In my considered view, it is hatred on a person taken too far. I understood the conjectures better, when the management of NCC countered her claims as false.
Citing, tweeting and circulating the video, where the Secretary of NCC was pacifying staff of NiDCOM after they were locked out of the NCC building is a scratchy evidence. It does not indicate the complicity of the minister in the impasse and very infantile reasoning.
So also my perception tells me, dragging Pantami’s religion into the matter is completely senseless and beyond the threshold of the matter at hand. I confirmed in her revelation that the incident happened since last February, but Dabiri-Erewa only found it necessary to explode her emotions publicly at the end of May, three months later. And we can see that she took time to prepare before coming for the battle. She declared putting the incident behind her since, but still found it pertinent to publicly ridicule and impugn the reputation of the minister.

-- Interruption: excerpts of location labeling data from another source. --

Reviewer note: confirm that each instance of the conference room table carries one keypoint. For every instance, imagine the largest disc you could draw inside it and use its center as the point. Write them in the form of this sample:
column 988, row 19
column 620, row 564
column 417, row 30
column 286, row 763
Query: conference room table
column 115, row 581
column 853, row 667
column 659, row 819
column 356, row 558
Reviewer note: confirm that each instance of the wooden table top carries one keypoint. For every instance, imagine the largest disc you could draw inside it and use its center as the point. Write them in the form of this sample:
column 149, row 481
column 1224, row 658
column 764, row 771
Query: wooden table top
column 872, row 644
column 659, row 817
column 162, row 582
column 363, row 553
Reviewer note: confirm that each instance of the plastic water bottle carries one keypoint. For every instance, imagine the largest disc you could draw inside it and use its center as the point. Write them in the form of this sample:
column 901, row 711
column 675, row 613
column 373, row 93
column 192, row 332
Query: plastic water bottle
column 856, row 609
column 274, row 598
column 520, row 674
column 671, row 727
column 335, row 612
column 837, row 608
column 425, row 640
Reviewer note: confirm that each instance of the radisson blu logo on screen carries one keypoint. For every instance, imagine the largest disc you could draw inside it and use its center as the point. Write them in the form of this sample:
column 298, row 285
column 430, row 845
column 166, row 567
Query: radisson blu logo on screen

Her outbursts overtly contradict her actions and advertises her out as a hypocrite. What exposes the wailing Dabiri-Erewa and obviated any shred of innocence and public sympathy she might have is her generous deployment of foul diction against a constituted authority and official public security agents of government. She derogatively referred to the Nigerian police on duty who reportedly locked staff of NiDCOM out of their office at NCC building as “armed gunmen”.
In a sense that instantly connoted some armed hoodlums or miscreants contracted to chase her and the staff of NiDCOM out of the office. The most ideal action would have been for Dabiri-Erewa to patiently wait for official response and actions on the matter. But staging out for a sensational and sentimental media confrontation with Pantami is most absurd.
Most irrational because outside the blunders she has made; it portrays her as someone barren of the temperament to function in an organised system or lead people. It is painful to look at this issue in another dimension like I have done in violation of feminine solidarity. But let truth be told. Dabiri-Erewa embarked on a misplaced adventure. I could sense in her actions an attempt to give Pantami a bad name.
The idea of personalising an official matter and hurling darts at another government official like herself under the shield of feminism to attract support is a serious misstep. I wish she could learn from this incident, reflect and make the necessary adjustments.
But before I sign out, let me leave Dabiri-Erewa with the words of advice from another vibrant feminist evangelist, Sheila Jeffreys, who said; “Visionary feminism is a wise and loving politics. It is rooted in the love of male and female beings, refusing to privilege one over the other, least, we over-push or abuse feminism and destroy with it, everything it represents.
Oluwakemi Ola is a freelance journalist and wrote from London.